Un bâti de station balnéaire
Saint-Aygulf s’est développée comme station en bord de mer, et son bâti en garde la marque : villas individuelles avec jardin, résidences collectives de taille moyenne, constructions étalées sur plusieurs décennies du vingtième siècle.
Les toitures y sont majoritairement en tuiles, avec des pentes faibles et des débords généreux, typiques de l’architecture balnéaire méditerranéenne. Ces débords protègent la façade, mais exposent davantage les rives au vent.

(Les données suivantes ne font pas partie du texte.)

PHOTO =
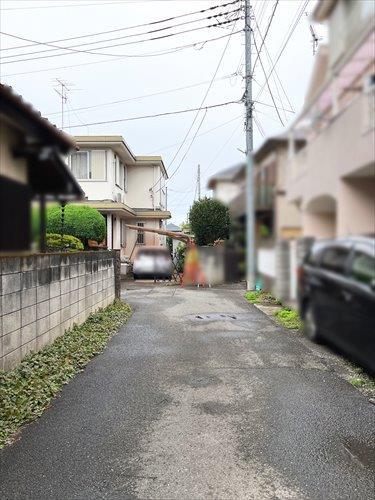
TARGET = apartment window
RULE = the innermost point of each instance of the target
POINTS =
(140, 234)
(125, 178)
(89, 165)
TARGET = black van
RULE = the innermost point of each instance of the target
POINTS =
(336, 296)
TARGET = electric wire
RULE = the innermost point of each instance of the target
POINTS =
(288, 37)
(129, 99)
(265, 35)
(72, 48)
(151, 23)
(118, 57)
(276, 73)
(198, 111)
(164, 148)
(157, 115)
(267, 80)
(113, 45)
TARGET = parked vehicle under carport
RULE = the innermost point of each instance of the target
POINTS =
(153, 263)
(337, 297)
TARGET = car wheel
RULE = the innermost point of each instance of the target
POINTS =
(311, 329)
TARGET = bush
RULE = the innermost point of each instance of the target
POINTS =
(209, 221)
(27, 391)
(262, 297)
(66, 243)
(180, 257)
(289, 318)
(81, 221)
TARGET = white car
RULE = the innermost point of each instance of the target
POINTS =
(153, 263)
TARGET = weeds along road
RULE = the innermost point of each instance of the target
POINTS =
(199, 396)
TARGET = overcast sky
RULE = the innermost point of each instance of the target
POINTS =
(119, 79)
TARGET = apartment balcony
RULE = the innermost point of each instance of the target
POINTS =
(343, 149)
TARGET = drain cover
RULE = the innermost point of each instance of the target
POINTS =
(214, 317)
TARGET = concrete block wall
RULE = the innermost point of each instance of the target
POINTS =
(42, 296)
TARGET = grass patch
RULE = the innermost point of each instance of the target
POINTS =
(362, 380)
(262, 298)
(289, 318)
(26, 391)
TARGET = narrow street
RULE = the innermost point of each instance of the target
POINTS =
(199, 396)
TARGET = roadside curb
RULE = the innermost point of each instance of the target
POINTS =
(341, 367)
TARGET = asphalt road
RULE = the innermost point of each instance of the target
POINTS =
(199, 396)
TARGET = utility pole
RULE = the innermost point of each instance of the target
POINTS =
(199, 182)
(62, 91)
(250, 223)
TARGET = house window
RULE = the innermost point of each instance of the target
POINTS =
(125, 178)
(123, 233)
(119, 173)
(79, 164)
(141, 234)
(89, 165)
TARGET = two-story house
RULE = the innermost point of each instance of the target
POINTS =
(32, 170)
(277, 222)
(332, 178)
(125, 188)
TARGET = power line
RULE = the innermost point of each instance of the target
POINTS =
(276, 73)
(161, 92)
(272, 106)
(202, 11)
(66, 5)
(199, 135)
(72, 47)
(266, 33)
(269, 88)
(289, 34)
(181, 111)
(72, 52)
(119, 57)
(218, 153)
(200, 107)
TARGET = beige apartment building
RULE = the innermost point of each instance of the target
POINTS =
(125, 188)
(332, 178)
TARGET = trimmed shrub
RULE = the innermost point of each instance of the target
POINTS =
(209, 221)
(180, 257)
(66, 243)
(81, 221)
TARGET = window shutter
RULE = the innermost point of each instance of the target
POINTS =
(98, 165)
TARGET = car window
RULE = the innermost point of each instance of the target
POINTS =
(363, 268)
(313, 257)
(334, 259)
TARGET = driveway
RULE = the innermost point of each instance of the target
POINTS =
(199, 396)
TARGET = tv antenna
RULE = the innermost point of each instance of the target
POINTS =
(315, 39)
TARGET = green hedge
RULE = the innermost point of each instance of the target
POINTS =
(81, 221)
(27, 391)
(66, 243)
(209, 221)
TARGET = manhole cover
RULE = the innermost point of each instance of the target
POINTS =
(214, 317)
(203, 317)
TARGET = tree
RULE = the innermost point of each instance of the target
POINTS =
(81, 221)
(209, 221)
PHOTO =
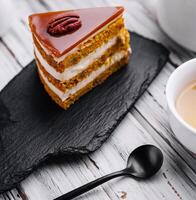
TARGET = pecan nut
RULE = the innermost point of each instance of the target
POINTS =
(64, 24)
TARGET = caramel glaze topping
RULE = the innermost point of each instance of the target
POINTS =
(93, 19)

Une partie significative du parc est constituée de résidences secondaires. Cela change concrètement les choses : une toiture qui n’est pas occupée toute l’année ne signale pas ses désordres. Une infiltration commencée en novembre peut n’être découverte qu’au printemps, quand l’eau a eu tout l’hiver pour atteindre la structure.
La proximité immédiate de la mer
L’exposition littorale directe est le facteur qui distingue le plus Saint-Aygulf du reste de la commune.

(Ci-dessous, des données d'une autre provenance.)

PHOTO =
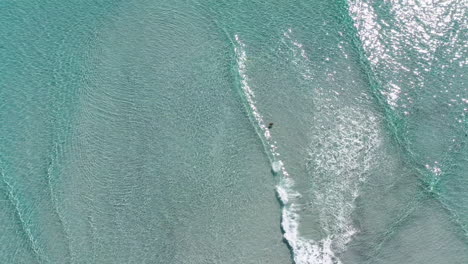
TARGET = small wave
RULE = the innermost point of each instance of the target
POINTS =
(304, 250)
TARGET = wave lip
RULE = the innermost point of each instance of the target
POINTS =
(304, 250)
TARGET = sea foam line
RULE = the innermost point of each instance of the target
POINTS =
(304, 250)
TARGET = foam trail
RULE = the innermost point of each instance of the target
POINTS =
(304, 250)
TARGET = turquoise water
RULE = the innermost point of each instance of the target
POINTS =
(136, 131)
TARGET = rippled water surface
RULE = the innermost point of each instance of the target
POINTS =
(137, 131)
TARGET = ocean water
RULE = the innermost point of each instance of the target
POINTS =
(137, 131)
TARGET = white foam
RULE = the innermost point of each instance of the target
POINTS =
(304, 250)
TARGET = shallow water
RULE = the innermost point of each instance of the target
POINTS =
(136, 132)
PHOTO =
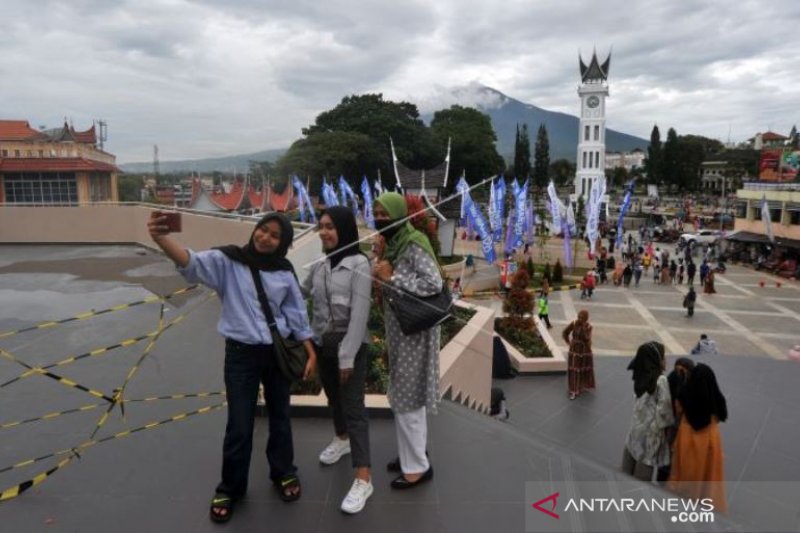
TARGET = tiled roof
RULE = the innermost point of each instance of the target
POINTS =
(17, 130)
(55, 164)
(230, 201)
(772, 136)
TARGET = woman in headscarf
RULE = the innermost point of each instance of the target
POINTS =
(698, 469)
(408, 263)
(580, 362)
(340, 289)
(249, 353)
(646, 447)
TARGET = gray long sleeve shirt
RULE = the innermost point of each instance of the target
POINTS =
(345, 293)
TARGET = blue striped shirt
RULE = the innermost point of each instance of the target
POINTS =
(242, 318)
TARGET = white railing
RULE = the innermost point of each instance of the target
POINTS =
(772, 186)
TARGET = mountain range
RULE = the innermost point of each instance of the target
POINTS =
(505, 113)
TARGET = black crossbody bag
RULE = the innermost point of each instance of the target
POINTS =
(290, 354)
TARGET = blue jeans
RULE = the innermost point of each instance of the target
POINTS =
(245, 366)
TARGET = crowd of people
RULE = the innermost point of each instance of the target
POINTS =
(341, 288)
(674, 435)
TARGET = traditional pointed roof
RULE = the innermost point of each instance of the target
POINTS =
(281, 201)
(595, 71)
(17, 130)
(427, 179)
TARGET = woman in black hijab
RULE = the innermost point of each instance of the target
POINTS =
(249, 354)
(698, 468)
(340, 288)
(646, 447)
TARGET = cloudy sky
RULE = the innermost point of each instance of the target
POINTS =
(206, 78)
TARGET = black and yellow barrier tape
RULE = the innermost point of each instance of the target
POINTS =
(60, 379)
(92, 353)
(72, 453)
(117, 400)
(84, 408)
(90, 314)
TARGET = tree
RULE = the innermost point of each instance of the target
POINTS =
(541, 158)
(379, 119)
(473, 139)
(562, 171)
(130, 188)
(653, 162)
(669, 160)
(330, 154)
(522, 153)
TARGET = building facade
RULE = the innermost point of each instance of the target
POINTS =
(628, 160)
(593, 91)
(61, 166)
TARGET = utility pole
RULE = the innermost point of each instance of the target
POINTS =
(102, 136)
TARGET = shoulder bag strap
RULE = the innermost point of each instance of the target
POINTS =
(262, 297)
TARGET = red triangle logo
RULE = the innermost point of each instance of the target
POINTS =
(553, 498)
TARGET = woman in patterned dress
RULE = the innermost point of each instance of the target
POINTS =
(408, 263)
(646, 448)
(580, 363)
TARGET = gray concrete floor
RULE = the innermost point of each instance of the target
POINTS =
(488, 473)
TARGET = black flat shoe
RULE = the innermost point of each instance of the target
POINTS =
(400, 482)
(394, 464)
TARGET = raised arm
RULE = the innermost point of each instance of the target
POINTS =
(159, 232)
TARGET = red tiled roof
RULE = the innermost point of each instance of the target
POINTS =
(55, 164)
(87, 137)
(229, 201)
(17, 130)
(772, 136)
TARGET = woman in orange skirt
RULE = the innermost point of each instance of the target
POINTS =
(698, 469)
(580, 364)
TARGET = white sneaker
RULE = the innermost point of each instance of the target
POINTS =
(357, 497)
(334, 451)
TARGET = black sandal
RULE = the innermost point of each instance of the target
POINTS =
(221, 502)
(286, 488)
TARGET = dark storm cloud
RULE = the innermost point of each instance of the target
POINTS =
(214, 77)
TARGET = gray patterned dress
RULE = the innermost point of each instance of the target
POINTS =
(413, 359)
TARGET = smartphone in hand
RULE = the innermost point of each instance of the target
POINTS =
(173, 222)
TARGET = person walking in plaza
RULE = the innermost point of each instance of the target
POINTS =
(637, 272)
(691, 270)
(689, 301)
(408, 263)
(580, 361)
(677, 382)
(698, 469)
(340, 291)
(705, 346)
(704, 270)
(708, 286)
(646, 447)
(249, 353)
(544, 309)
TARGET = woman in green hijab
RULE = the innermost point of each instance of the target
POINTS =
(407, 262)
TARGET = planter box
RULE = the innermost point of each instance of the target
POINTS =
(539, 365)
(465, 372)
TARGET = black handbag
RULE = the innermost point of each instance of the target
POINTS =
(418, 313)
(290, 354)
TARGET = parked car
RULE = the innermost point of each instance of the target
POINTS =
(704, 236)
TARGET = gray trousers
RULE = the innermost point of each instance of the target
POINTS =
(347, 401)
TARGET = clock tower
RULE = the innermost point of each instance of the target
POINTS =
(593, 90)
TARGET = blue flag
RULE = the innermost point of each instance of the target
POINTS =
(366, 192)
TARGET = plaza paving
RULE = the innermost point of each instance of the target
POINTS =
(487, 472)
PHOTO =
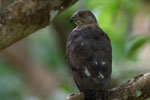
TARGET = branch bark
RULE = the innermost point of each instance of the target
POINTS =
(138, 88)
(24, 17)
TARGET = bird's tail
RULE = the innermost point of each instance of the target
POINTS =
(95, 95)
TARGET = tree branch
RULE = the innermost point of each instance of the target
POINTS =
(24, 17)
(137, 88)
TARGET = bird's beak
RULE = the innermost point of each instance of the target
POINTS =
(72, 19)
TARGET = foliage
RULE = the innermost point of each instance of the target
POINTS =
(115, 17)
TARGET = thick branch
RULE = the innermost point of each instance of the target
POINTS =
(24, 17)
(137, 88)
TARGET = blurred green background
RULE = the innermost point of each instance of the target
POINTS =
(36, 68)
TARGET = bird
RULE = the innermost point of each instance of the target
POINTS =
(89, 54)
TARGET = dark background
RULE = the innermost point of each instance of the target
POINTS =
(36, 68)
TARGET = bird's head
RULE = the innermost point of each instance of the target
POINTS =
(82, 17)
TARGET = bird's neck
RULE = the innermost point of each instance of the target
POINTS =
(83, 26)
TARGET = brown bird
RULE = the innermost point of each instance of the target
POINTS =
(89, 55)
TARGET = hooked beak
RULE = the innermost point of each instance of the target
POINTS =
(72, 19)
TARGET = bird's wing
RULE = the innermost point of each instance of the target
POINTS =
(89, 54)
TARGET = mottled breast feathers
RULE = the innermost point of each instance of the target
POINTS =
(89, 55)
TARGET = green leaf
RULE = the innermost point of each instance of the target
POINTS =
(134, 43)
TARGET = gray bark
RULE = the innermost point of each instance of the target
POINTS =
(138, 88)
(23, 17)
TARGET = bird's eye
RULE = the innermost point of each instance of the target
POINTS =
(81, 14)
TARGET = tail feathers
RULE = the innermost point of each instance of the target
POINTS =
(94, 95)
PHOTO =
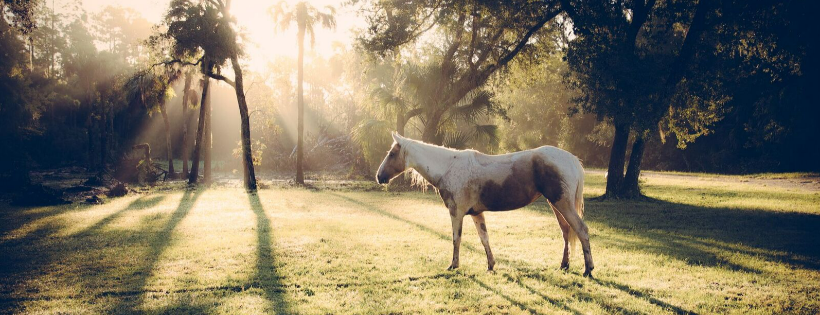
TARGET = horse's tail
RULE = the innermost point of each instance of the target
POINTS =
(579, 204)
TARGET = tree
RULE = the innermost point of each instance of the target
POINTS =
(305, 16)
(472, 41)
(202, 31)
(642, 63)
(152, 89)
(626, 61)
(189, 99)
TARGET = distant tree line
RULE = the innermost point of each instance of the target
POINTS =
(709, 85)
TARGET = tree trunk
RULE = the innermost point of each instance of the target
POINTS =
(629, 187)
(247, 154)
(207, 142)
(194, 176)
(400, 122)
(89, 124)
(430, 133)
(31, 53)
(188, 78)
(146, 151)
(615, 171)
(103, 135)
(300, 129)
(168, 152)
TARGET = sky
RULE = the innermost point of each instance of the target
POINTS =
(265, 43)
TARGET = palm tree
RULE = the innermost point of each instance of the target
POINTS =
(305, 16)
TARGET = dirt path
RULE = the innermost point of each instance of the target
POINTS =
(807, 183)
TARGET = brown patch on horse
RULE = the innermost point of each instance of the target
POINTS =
(516, 191)
(448, 199)
(547, 180)
(395, 162)
(483, 159)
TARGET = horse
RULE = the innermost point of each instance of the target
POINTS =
(470, 183)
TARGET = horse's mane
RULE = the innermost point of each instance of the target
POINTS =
(416, 179)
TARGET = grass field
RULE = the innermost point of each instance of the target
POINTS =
(696, 247)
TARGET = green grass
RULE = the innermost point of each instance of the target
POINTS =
(697, 246)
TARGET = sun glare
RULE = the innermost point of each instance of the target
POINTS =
(263, 42)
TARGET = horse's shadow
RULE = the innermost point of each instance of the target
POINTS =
(694, 234)
(776, 236)
(520, 268)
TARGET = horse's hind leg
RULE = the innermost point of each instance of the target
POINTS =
(566, 233)
(457, 219)
(478, 219)
(567, 208)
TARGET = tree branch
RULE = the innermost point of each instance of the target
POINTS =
(222, 78)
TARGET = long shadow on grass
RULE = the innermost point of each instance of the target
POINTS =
(694, 234)
(266, 275)
(134, 288)
(143, 202)
(30, 257)
(516, 265)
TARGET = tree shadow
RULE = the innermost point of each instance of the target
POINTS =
(521, 268)
(689, 233)
(135, 287)
(266, 277)
(32, 256)
(143, 202)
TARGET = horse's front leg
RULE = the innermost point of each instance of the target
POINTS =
(457, 218)
(481, 227)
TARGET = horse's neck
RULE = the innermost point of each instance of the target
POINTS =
(431, 162)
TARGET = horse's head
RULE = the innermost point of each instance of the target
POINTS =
(393, 163)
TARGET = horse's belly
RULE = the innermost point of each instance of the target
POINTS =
(510, 195)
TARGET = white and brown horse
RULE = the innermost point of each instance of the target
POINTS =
(470, 183)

Les embruns salins se déposent en continu sur les surfaces exposées. Le sel cristallise dans la porosité des matériaux et exerce, à chaque cycle d’humidification et de séchage, une pression interne qui accélère leur dégradation.
Les ouvrages métalliques sont les premiers concernés : gouttières, descentes, crochets, solins, bandes de rive, fixations. Une zinguerie exposée au littoral demande une attention plus fréquente qu’à quelques kilomètres à l’intérieur.
Le vent marin ajoute une sollicitation mécanique constante, plus régulière que le mistral mais tout aussi efficace pour desceller ce qui n’est plus solidement fixé.
Ce que cela implique concrètement
Sur ce type de bâti et dans cette exposition, quelques points méritent une surveillance plus soutenue qu’ailleurs.
- Les rives et les bandes d’égout, exposées au soulèvement et à la corrosion.
- Les gouttières et leurs fixations, dont les crochets travaillent sous l’effet combiné du sel et du vent.
- Les scellements de faîtage, soumis à de forts écarts thermiques entre le plein soleil et la nuit marine.
- Les descentes d’eau pluviale, dont l’obstruction se découvre souvent tard sur une maison inoccupée.
- L’état général de la couverture avant et après la période de fermeture d’une résidence secondaire.
Un contrôle avant fermeture, un contrôle avant réouverture
Pour une maison occupée par intermittence, la logique d’entretien n’est pas la même que pour une résidence principale.
Un point d’état avant la période d’inoccupation permet de repérer ce qui risque de lâcher pendant l’hiver : tuile déjà déplacée, gouttière encombrée, scellement fissuré.
Un second à la réouverture permet de constater ce qui s’est passé, avant que la saison ne rende toute intervention plus difficile à caler.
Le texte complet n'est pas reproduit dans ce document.